Be my long gaunt carnivore, my nullifying vision.

Be my simmering, seething, flickering, radiating, shimmering, and undulating.

Be my hereby known as, my previously referred to, my otherwise, my elsewhere.

Be my scandalous reparte.

Be my semiotic wilderness, my midnight blue metallic, my queen's gambit.

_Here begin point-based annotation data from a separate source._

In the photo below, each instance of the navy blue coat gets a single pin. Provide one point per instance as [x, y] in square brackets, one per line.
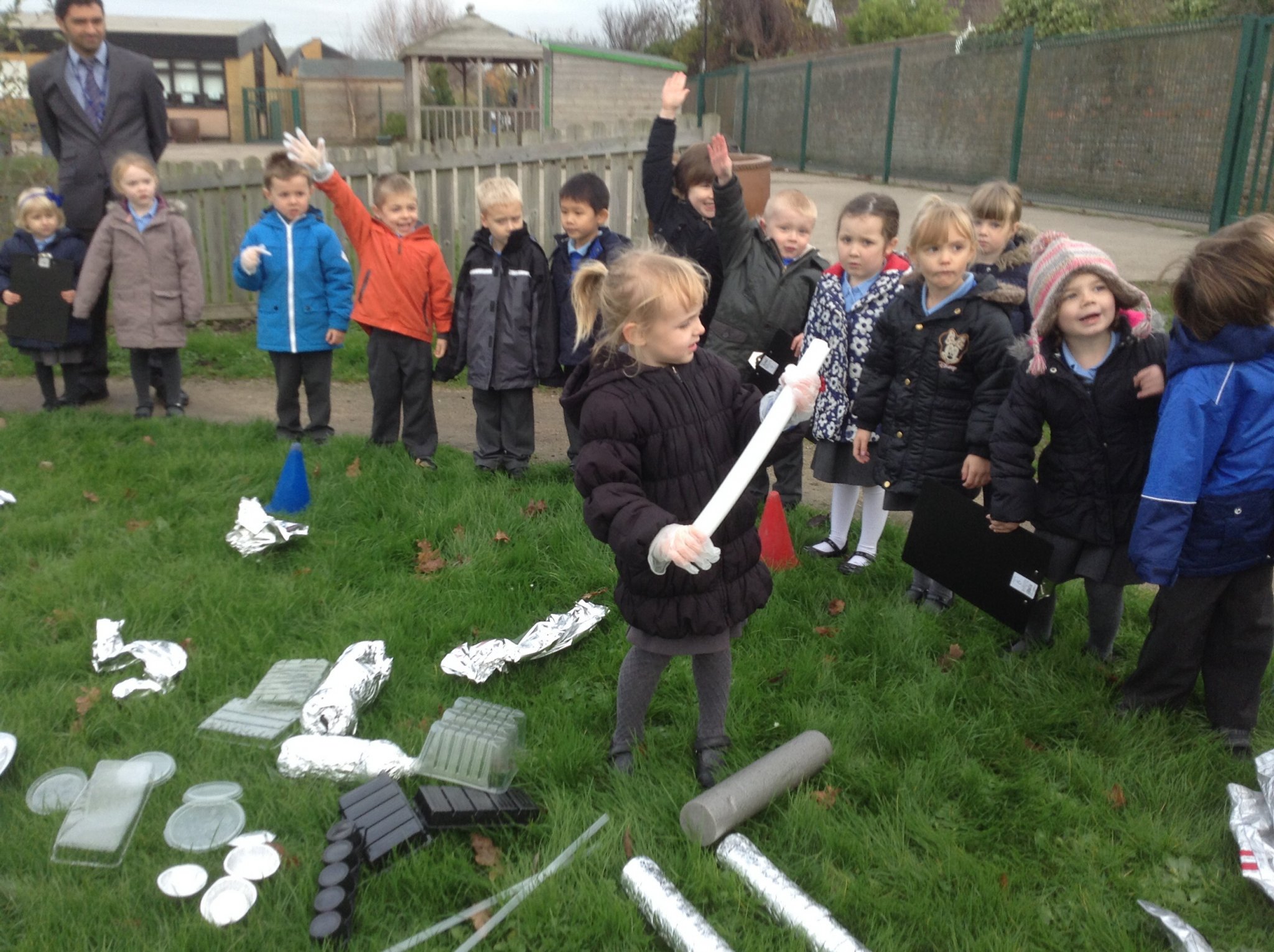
[68, 246]
[1208, 504]
[605, 245]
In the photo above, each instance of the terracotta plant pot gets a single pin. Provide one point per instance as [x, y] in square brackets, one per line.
[753, 174]
[184, 130]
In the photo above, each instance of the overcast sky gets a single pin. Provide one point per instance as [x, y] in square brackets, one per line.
[335, 21]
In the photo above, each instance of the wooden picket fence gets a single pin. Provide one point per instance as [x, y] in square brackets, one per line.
[223, 200]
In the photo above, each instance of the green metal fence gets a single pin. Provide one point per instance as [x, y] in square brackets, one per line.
[1170, 121]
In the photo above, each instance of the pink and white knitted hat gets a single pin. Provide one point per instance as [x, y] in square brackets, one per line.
[1056, 259]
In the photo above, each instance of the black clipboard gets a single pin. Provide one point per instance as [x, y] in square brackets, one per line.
[1002, 574]
[40, 281]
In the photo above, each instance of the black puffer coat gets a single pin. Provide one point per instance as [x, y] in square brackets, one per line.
[676, 221]
[934, 385]
[1099, 453]
[656, 445]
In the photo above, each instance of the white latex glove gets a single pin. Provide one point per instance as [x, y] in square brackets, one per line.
[684, 547]
[309, 154]
[250, 258]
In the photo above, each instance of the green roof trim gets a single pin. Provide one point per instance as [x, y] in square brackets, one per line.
[632, 59]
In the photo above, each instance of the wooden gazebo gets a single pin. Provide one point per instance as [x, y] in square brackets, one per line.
[469, 46]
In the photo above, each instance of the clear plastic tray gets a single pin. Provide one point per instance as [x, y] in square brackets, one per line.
[100, 825]
[481, 757]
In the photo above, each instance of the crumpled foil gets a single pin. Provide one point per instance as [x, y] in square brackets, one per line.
[162, 660]
[556, 632]
[668, 910]
[784, 897]
[255, 531]
[342, 757]
[353, 682]
[1253, 826]
[1184, 937]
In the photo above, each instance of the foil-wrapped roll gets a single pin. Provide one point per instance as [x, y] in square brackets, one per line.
[1184, 937]
[784, 897]
[353, 682]
[556, 632]
[668, 910]
[1253, 826]
[162, 660]
[342, 757]
[255, 531]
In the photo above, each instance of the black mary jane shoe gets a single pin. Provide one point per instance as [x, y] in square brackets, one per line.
[822, 553]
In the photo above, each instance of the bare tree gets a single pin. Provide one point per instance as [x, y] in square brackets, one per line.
[393, 24]
[640, 23]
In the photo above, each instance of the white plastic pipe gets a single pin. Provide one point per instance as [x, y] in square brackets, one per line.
[760, 446]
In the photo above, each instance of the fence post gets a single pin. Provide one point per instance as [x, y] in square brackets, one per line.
[1020, 118]
[1221, 200]
[893, 110]
[804, 123]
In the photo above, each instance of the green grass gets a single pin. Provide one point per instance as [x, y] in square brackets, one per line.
[974, 806]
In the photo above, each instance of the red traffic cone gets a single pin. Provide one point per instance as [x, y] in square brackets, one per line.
[776, 541]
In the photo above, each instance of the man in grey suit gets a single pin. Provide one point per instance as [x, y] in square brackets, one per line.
[95, 102]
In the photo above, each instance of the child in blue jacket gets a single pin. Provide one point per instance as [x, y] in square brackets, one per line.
[306, 291]
[1206, 524]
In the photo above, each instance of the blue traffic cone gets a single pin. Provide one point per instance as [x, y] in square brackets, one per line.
[292, 491]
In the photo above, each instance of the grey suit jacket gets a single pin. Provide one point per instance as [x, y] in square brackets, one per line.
[137, 120]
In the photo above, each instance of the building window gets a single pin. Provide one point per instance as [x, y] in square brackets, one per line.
[193, 82]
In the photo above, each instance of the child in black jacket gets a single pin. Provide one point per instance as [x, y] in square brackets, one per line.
[936, 375]
[1095, 380]
[679, 198]
[503, 328]
[41, 230]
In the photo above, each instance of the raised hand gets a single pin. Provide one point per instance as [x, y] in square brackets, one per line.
[673, 96]
[719, 153]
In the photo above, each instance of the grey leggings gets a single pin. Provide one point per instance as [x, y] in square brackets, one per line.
[639, 677]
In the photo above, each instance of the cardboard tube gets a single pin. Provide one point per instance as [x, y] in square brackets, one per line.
[718, 811]
[758, 447]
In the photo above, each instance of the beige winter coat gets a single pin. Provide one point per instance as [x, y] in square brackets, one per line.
[157, 283]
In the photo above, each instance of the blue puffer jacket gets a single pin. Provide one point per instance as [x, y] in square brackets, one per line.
[305, 283]
[65, 245]
[1208, 504]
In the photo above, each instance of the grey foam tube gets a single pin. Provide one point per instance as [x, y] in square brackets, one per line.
[718, 811]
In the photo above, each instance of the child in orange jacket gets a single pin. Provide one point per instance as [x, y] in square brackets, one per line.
[402, 299]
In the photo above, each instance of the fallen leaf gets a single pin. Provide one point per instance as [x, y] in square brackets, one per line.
[486, 853]
[429, 560]
[953, 654]
[1117, 797]
[826, 798]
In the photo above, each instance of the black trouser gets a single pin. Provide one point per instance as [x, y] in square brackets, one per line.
[170, 362]
[505, 429]
[1222, 626]
[291, 370]
[401, 373]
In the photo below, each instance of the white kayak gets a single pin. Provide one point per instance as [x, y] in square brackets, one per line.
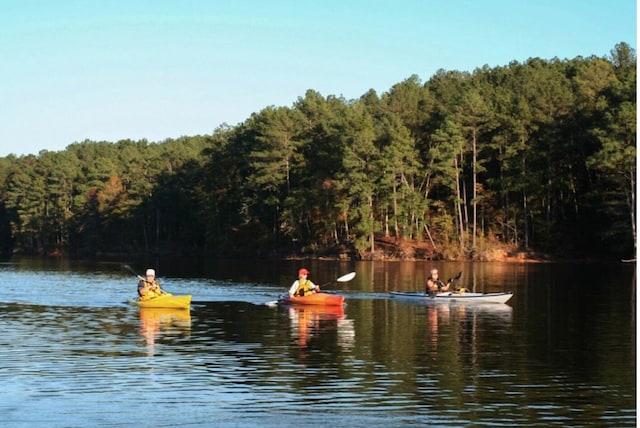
[452, 296]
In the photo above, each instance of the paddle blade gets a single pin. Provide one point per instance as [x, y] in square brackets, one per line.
[347, 277]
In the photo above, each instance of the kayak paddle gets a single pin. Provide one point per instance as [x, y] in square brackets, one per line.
[344, 278]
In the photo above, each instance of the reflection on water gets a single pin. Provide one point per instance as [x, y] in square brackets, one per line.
[156, 323]
[308, 322]
[560, 354]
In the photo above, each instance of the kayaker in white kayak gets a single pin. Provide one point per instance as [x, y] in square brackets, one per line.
[434, 284]
[303, 286]
[149, 287]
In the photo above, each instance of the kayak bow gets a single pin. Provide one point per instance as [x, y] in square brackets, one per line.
[312, 299]
[166, 301]
[451, 296]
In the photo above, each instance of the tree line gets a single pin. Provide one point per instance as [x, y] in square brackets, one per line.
[535, 155]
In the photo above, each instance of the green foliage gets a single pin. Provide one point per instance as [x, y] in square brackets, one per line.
[539, 154]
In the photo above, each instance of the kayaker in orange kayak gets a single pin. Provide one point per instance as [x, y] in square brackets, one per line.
[303, 286]
[149, 287]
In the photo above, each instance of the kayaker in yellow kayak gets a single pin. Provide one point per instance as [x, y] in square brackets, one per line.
[149, 287]
[303, 286]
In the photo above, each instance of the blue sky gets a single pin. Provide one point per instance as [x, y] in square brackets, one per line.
[111, 70]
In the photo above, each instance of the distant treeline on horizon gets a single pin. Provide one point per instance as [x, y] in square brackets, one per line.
[539, 155]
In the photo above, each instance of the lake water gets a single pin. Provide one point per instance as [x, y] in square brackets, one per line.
[561, 352]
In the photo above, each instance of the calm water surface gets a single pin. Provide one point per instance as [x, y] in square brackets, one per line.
[562, 352]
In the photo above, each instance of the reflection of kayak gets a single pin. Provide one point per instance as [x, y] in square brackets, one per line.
[166, 301]
[453, 297]
[312, 299]
[158, 322]
[323, 312]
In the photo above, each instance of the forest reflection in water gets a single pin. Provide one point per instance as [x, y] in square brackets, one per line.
[554, 356]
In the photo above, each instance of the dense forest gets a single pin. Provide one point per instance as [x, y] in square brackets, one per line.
[534, 156]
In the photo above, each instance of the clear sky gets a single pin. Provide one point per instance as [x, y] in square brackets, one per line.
[106, 70]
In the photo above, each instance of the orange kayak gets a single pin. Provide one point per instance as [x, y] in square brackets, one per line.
[312, 299]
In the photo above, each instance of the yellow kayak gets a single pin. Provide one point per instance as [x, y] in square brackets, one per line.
[166, 301]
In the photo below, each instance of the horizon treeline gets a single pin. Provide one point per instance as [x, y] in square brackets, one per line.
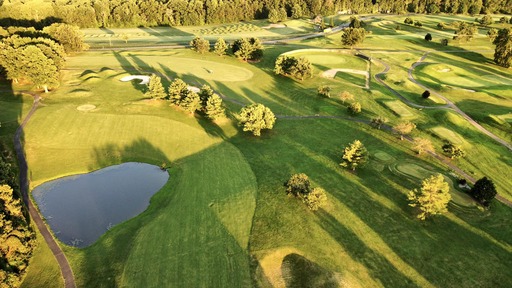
[147, 13]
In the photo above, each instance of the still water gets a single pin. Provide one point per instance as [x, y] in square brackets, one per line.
[81, 208]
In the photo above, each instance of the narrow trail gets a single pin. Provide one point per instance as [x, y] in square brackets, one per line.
[65, 268]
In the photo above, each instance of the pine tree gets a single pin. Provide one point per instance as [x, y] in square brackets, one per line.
[177, 91]
[432, 198]
[354, 155]
[220, 47]
[190, 102]
[213, 108]
[155, 88]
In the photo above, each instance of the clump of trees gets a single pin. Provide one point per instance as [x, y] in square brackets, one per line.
[300, 186]
[248, 49]
[353, 36]
[503, 51]
[484, 191]
[200, 45]
[16, 237]
[256, 117]
[432, 198]
[453, 151]
[354, 155]
[298, 68]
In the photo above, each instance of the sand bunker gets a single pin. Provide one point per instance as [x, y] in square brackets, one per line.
[193, 89]
[86, 107]
[144, 79]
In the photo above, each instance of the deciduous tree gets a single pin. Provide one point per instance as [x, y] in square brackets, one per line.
[503, 50]
[432, 198]
[354, 155]
[483, 191]
[256, 117]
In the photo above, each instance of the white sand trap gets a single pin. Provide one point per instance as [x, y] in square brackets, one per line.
[193, 89]
[144, 79]
[86, 107]
[332, 73]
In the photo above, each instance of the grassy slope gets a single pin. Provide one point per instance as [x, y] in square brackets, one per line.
[366, 236]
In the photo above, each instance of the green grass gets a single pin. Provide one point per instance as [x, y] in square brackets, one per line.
[224, 218]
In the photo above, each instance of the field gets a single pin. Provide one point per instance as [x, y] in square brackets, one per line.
[224, 219]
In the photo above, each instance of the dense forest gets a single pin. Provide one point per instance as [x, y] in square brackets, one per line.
[133, 13]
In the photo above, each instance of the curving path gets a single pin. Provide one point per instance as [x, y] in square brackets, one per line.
[65, 268]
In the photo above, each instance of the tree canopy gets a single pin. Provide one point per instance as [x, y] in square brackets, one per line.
[503, 50]
[256, 117]
[354, 155]
[432, 198]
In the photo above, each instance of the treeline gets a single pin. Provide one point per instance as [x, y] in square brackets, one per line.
[134, 13]
[16, 236]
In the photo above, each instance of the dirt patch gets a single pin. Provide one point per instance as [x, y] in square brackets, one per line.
[86, 107]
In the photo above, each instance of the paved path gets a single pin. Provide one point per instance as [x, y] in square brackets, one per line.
[67, 273]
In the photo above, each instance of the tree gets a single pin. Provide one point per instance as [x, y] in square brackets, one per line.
[177, 91]
[486, 20]
[248, 49]
[190, 102]
[213, 108]
[353, 36]
[503, 50]
[432, 198]
[200, 45]
[298, 68]
[465, 32]
[298, 185]
[483, 191]
[421, 145]
[69, 36]
[346, 96]
[354, 155]
[155, 88]
[256, 117]
[315, 199]
[453, 151]
[492, 34]
[39, 69]
[404, 128]
[354, 108]
[378, 121]
[324, 90]
[220, 47]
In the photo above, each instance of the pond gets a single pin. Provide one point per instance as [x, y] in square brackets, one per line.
[81, 208]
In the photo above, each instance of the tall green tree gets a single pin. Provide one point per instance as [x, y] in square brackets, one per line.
[354, 155]
[69, 36]
[155, 88]
[484, 191]
[39, 69]
[220, 47]
[503, 50]
[432, 198]
[353, 36]
[200, 45]
[256, 117]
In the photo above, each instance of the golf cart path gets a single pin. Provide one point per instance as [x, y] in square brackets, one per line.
[65, 268]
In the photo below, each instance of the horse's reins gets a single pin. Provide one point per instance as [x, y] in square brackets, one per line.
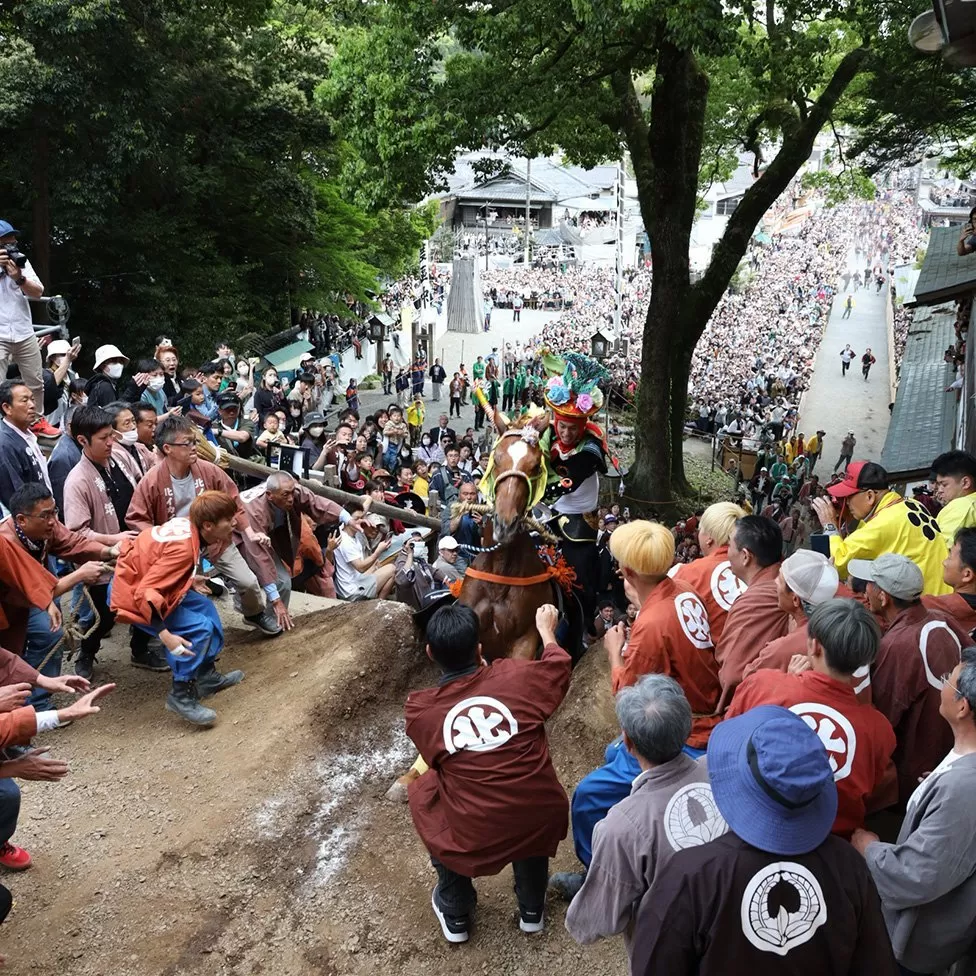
[463, 508]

Be my unheralded latecomer.

Be that one move: the one where you cross over, go behind your back, put it through your legs, spin around, in midair, no look, no hands, with a wink, outstretched, half twist, and somehow escape with your eggshell intact.

Be my come on. Be my let's go. Be my it's a great day to be in Montezuma.

But I'm new now. I can never go back.

On Maps, Kill Means River

My ancestors were insurgents and mercenaries, their heads were put on pikes.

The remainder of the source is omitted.